The enchilada is, at its core, the oldest dish in Tex-Mex. Long before the cuisine had a name, indigenous cooks in the Rio Grande Valley were rolling corn tortillas around fillings and bathing them in chile sauce — a technique the Spanish documented in the 1500s, refined over centuries as Texas absorbed the cooking of northern Mexico and turned it into something that belonged entirely to this side of the border. The chili gravy that defines the Dallas-style enchilada — built on dried chiles, beef stock, cumin, garlic, and masa — is a specifically Texas invention, thick and dark and nothing like what you’d find south of the border. It is the sauce Mia’s has been using since Butch first put it on the menu over forty years ago.

The cheese enchilada with chili is the one to start with if you’ve never been. Corn tortilla, yellow cheese, that chili gravy poured over the top and finished under the broiler until the edges bubble. It is not a complicated dish. It is not trying to be. It arrives with rice and refried beans and a small bowl of bean soup that comes to every table whether you asked for it or not. Order the combination plates — the No. 7 gives you one cheese enchilada with chili, one chicken enchilada with sour cream sauce, and one soft cheese taco — and you can cover most of the menu in a single visit.

The sour cream chicken enchiladas have what regulars call a cult following, which is the kind of phrase that usually oversells something. Here it doesn’t. Two chicken enchiladas, sour cream sauce, rice and beans. The sauce is cool against the heat of the filling and the tang of it cuts through the richness in a way that makes you want to order a second plate before you’ve finished the first.

The brisket enchiladas use the same meat that goes into the famous tacos — slow-cooked, pulled, finished in that gravy — and if you’ve been coming to Mia’s for the tacos all these years and never ordered them in enchilada form, that’s something worth correcting. The sunset enchiladas swap the chili gravy for tomatillo sauce, available with chicken or beef, and are the choice for anyone who wants brightness instead of depth. The shrimp enchiladas come with sour cream sauce and have their own following among people who don’t want red meat but aren’t willing to compromise on the rest of the experience.

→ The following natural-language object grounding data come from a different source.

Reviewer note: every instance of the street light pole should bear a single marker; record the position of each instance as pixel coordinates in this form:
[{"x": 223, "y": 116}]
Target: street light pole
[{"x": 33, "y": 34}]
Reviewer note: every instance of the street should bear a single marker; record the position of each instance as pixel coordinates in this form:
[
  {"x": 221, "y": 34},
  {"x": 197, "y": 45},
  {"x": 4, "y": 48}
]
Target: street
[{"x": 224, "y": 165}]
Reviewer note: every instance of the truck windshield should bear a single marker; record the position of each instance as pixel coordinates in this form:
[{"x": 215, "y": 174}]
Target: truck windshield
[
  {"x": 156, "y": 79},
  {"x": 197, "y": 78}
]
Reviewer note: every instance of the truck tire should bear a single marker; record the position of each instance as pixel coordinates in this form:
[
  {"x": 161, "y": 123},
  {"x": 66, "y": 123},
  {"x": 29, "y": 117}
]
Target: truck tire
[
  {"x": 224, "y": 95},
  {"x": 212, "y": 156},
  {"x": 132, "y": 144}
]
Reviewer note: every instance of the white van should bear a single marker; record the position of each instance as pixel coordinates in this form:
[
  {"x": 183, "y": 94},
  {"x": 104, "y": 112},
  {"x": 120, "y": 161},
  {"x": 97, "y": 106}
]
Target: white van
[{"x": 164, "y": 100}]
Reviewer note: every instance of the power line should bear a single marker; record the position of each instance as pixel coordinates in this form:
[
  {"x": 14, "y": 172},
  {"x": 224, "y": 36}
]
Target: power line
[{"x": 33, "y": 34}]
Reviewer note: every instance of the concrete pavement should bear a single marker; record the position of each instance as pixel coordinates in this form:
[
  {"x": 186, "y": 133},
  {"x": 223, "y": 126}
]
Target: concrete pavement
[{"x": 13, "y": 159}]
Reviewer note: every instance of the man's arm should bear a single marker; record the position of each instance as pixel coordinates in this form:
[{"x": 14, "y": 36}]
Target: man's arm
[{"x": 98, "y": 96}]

Tuesday nights Mia’s makes homemade chiles rellenos, which is worth knowing and worth planning around.

The chips are hot when they arrive. The salsa is genuinely spicy, the heat varying with whatever peppers they sourced that week. The margaritas are the kind that sneak up on you. The room is loud and full most nights, valet out front, the walls covered in forty-plus years of Dallas history.

Mia’s Tex-Mex is at 4334 Lemmon Avenue in Dallas. Monday 11 a.m. to 9:30 p.m., Tuesday through Thursday 11 a.m. to 10 p.m., Friday and Saturday 11 a.m. to 10:30 p.m., Sunday 11 a.m. to 9 p.m.